Segundo Bush, o Tratado de Mísseis Antibalísticos ''afeta a capacidade dos Estados Unidos de manter a paz e de desenvolver armas defensivas para proteger o país contra as diversas ameaças do século XXI''.
Na opinião de um funcionário de alto escalão do governo Bush, as declarações do presidente não representam uma nova postura e não significam que fracassaram as atuais discussões com Moscou sobre a questão da defesa antimíssil.
''De todas as maneiras esperamos conseguir um acordo com a Rússia em relação ao tratado'', declarou à AFP Karen Hughes, uma das principais assessoras do presidente Bush.
O presidente Bush realizou ontem uma visita não programada à escola primária de Crawford (Texas) onde, durante meia hora, respondeu a questões apresentadas por estudantes reunidos no auditório, assim como a algumas perguntas da imprensa.
Ele anunciou que concederá na manhã de hoje em Crawford uma ''entrevista importante à imprensa'' sobre questões de defesa.
A Rússia se opõe aos planos dos Estados Unidos de deixar de lado o tratado ABM para construir um escudo antimísseis.
Para Washington, o escudo antimísseis é necessário a fim de proteger o país de ameaças provenientes dos chamados ''estados vermelhos'', tais como Coréia do Norte e Irã.

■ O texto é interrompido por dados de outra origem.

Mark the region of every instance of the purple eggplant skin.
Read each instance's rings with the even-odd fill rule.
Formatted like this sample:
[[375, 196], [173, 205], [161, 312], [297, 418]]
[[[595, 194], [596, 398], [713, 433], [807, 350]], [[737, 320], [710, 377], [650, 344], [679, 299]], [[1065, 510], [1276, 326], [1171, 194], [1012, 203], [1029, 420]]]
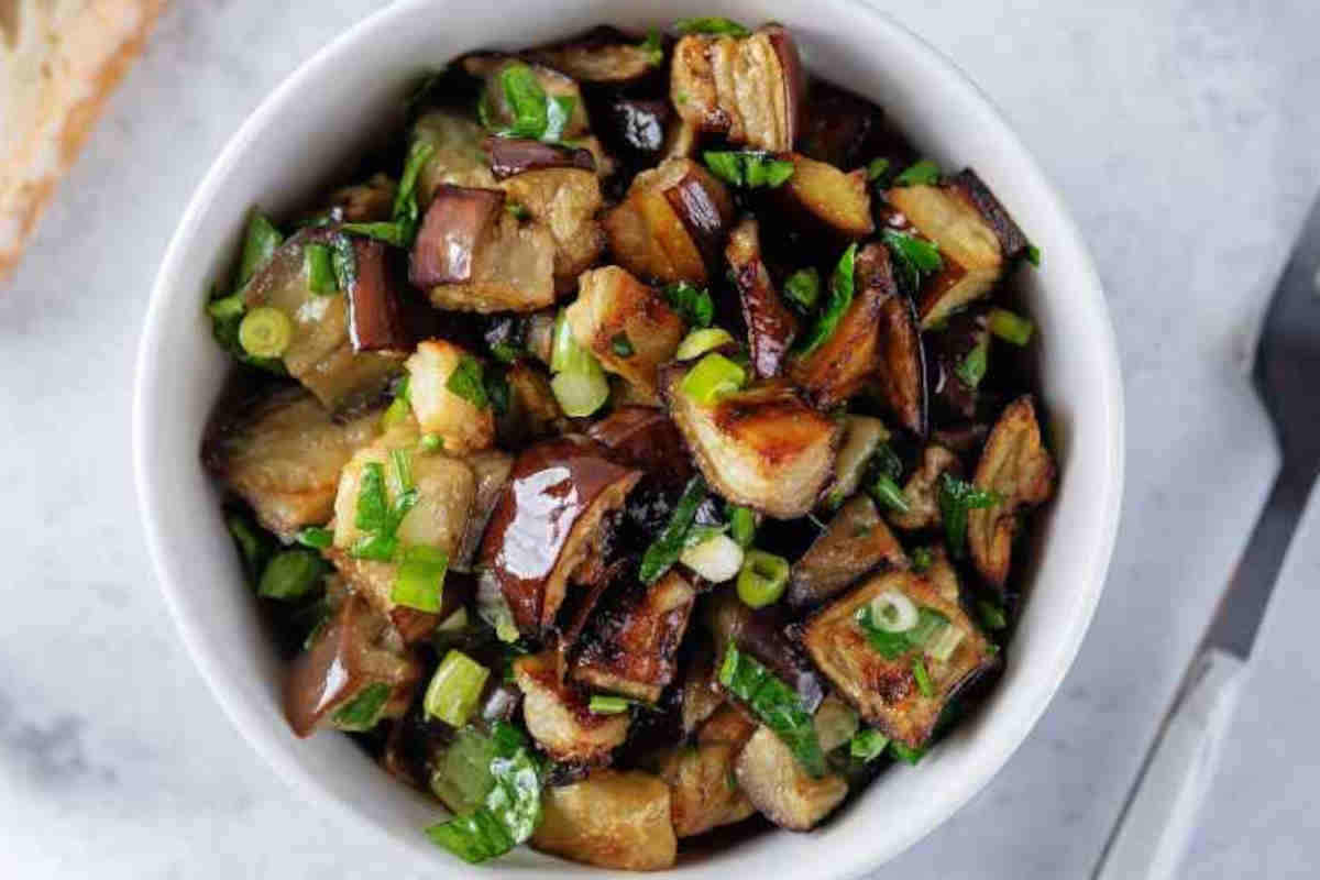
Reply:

A Rússia reafirmou sua adesão ao ABM, argumentando que as consultas atuais sobre possíveis cortes dos arsenais são uma condição para que o tratado se mantenha em sua forma atual.
Oficiais militares russos declararam que as conversações específicas com Washington sobre a questão da defesa antimíssil não se realizariam antes do próximo ano.